Syrian children need extra help because of worsening violence inside Syria and language challenges outside it. They also suffer problems of access, security, poverty and discrimination by local communities.
Working with local authorities, UNICEF has begun a massive distribution of education and teaching materials. Campaigns are underway to recruit teachers and build prefabricated classrooms. Schools are also being set up in buses to reach children wherever they are.
The remedies though useful are pitifully small unless more Western funding arrives to help children to return to learning. But the problem will not be solved by throwing money at it since local governments are wary of setting up stable educational systems for the children, in case their parents decide to become permanent refugees.
That is likely if the current Syrian wars turn into a stalemate and continue for a long time as conflicts of attrition. The tenor of Congressional debates and President Barack Obama’s statements about limited strikes against President Bashar al Assad’s military capabilities seem to be moving towards this kind of Syria.

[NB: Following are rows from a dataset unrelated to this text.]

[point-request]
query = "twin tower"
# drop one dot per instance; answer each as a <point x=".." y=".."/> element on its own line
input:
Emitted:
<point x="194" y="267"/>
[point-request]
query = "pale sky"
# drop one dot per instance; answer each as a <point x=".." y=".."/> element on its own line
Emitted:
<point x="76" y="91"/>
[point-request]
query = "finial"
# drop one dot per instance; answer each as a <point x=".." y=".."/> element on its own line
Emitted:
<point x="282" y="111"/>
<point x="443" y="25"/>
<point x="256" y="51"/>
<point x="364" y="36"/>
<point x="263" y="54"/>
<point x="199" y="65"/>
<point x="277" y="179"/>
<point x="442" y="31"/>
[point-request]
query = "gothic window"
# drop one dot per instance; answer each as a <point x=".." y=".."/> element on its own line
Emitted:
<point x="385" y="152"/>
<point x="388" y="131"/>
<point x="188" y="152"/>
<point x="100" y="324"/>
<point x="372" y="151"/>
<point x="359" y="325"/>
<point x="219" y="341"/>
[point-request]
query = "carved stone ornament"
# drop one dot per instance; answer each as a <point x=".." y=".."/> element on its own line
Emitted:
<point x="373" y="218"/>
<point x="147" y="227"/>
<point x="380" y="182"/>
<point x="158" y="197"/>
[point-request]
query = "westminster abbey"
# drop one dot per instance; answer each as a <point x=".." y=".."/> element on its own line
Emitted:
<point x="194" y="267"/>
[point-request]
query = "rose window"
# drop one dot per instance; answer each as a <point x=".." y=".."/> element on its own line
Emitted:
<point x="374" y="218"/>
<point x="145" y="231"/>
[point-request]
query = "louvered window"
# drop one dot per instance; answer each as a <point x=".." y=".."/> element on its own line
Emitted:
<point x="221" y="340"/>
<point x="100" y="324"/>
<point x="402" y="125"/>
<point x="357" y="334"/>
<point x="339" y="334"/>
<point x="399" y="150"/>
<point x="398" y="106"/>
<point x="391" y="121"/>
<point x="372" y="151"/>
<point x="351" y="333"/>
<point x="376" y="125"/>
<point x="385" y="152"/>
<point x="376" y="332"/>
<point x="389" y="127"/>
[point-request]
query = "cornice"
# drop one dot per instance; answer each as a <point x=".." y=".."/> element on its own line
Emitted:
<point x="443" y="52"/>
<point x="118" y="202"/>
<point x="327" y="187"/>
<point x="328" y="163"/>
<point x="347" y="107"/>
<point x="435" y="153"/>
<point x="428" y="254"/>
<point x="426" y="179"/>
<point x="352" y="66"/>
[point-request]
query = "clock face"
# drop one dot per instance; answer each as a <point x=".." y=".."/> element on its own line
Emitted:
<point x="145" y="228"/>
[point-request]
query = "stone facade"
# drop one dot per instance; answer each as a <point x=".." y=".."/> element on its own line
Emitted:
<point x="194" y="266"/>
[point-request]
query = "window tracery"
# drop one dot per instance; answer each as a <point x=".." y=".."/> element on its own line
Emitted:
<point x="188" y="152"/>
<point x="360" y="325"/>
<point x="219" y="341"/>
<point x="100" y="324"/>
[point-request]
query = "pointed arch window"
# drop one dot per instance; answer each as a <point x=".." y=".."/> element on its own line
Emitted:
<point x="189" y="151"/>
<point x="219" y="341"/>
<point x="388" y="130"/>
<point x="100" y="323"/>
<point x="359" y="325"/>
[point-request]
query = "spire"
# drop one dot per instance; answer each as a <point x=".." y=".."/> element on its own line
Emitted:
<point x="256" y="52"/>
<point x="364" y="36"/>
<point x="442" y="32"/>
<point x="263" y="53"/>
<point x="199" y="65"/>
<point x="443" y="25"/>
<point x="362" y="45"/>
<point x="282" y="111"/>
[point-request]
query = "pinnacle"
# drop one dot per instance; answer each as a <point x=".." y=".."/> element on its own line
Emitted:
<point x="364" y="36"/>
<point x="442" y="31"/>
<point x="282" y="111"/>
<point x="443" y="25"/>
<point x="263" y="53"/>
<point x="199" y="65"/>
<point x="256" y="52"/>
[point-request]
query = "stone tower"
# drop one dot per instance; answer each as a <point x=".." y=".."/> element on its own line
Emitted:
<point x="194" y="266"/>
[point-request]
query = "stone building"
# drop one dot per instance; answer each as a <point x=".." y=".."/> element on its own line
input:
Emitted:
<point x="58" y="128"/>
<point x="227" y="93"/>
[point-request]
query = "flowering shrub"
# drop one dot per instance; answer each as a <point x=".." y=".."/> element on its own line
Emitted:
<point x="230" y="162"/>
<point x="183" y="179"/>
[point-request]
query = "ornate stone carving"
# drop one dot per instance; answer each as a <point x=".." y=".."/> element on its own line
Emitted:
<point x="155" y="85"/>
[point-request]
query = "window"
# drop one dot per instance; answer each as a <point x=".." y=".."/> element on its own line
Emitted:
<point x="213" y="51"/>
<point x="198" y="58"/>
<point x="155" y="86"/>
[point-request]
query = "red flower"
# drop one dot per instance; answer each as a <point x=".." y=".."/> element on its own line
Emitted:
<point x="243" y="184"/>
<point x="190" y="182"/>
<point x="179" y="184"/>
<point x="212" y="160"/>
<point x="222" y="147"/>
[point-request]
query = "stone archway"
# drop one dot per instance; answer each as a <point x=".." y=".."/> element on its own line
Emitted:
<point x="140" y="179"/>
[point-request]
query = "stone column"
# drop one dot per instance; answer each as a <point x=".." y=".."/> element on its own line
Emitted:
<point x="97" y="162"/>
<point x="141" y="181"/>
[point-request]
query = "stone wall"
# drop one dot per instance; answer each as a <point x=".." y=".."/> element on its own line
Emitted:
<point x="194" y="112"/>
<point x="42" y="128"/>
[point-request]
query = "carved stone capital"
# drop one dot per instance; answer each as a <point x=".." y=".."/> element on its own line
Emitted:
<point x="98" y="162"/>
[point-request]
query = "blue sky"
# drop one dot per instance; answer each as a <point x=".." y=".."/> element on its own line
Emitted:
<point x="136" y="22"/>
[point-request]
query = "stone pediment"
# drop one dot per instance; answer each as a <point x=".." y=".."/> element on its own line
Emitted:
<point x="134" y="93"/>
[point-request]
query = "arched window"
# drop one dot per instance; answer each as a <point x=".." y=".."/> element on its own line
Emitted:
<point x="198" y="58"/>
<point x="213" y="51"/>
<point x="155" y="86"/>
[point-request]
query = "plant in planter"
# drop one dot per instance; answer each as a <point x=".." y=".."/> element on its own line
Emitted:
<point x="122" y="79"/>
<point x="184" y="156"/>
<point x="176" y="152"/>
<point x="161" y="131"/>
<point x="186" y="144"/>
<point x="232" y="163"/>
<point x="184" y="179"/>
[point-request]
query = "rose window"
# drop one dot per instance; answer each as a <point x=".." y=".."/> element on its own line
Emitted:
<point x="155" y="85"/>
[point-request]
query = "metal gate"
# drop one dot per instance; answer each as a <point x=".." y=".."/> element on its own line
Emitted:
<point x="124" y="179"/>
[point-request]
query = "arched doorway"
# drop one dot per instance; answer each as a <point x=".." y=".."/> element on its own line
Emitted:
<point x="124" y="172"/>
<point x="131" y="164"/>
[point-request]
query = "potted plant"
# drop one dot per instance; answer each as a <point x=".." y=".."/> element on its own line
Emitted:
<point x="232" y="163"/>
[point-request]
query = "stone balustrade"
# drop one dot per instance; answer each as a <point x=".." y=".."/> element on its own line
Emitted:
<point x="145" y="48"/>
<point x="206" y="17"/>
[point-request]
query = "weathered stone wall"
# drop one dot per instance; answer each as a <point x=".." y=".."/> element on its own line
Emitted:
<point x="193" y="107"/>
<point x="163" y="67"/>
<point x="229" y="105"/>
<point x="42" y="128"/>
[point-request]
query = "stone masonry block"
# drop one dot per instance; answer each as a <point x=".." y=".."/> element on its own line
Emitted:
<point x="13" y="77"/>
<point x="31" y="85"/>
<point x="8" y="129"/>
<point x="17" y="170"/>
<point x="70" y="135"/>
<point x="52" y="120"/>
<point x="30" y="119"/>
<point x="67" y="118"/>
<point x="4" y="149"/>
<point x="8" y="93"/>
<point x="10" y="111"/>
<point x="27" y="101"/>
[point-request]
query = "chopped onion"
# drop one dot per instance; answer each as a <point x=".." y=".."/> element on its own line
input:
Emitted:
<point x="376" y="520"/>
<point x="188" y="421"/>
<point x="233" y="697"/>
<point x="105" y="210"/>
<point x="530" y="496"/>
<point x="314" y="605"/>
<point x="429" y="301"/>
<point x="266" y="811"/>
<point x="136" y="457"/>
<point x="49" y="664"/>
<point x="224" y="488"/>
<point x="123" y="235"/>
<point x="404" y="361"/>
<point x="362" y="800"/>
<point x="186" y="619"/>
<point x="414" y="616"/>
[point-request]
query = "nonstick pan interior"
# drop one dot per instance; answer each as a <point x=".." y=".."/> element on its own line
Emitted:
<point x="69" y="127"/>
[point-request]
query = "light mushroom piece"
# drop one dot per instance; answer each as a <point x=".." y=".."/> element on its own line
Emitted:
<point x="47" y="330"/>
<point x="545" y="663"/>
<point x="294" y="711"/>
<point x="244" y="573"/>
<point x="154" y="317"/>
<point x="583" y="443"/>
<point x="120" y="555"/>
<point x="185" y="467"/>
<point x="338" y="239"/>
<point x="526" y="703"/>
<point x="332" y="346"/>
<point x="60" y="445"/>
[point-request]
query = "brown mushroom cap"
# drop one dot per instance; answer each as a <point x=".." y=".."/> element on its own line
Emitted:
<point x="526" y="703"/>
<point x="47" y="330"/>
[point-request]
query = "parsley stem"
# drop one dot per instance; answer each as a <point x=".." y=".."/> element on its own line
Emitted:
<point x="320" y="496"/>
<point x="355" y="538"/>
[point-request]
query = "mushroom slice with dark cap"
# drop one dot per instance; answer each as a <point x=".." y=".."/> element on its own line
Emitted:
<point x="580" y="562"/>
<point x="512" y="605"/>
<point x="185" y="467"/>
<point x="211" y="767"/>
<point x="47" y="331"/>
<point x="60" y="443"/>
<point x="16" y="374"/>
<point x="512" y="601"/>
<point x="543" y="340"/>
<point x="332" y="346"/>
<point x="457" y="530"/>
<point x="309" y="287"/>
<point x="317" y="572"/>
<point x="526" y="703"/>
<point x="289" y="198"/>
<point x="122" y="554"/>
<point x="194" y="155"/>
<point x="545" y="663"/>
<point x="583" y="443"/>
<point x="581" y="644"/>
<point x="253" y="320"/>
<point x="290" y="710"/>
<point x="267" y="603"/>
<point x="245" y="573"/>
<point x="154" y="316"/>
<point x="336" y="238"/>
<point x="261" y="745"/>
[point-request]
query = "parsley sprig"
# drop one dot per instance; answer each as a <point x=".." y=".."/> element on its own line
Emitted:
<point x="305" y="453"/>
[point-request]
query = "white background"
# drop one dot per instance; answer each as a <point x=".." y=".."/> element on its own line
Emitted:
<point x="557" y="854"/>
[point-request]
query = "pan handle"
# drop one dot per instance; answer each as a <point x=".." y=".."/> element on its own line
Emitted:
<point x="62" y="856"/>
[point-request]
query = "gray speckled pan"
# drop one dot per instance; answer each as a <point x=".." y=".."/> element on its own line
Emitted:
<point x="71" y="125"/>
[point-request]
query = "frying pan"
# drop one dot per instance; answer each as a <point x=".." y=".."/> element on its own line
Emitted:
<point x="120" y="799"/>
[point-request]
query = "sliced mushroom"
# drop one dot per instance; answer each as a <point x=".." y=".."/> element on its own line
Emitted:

Meanwhile, the four million refugees and internally displaced people wait patiently to see what US Congress decides. At issue is whether degradation of Assad’s power by the US will worsen the internal wars or mitigate them and clear paths for negotiated peace.
Children both within and outside Syria have no say on these adult decisions, which will be based on great principles of State, credibility of bans on weapons of mass destruction and theories of order in the world. Their lives are likely to be interrupted for a long time, even if violence abates a little and many of them do not become collateral damage of war.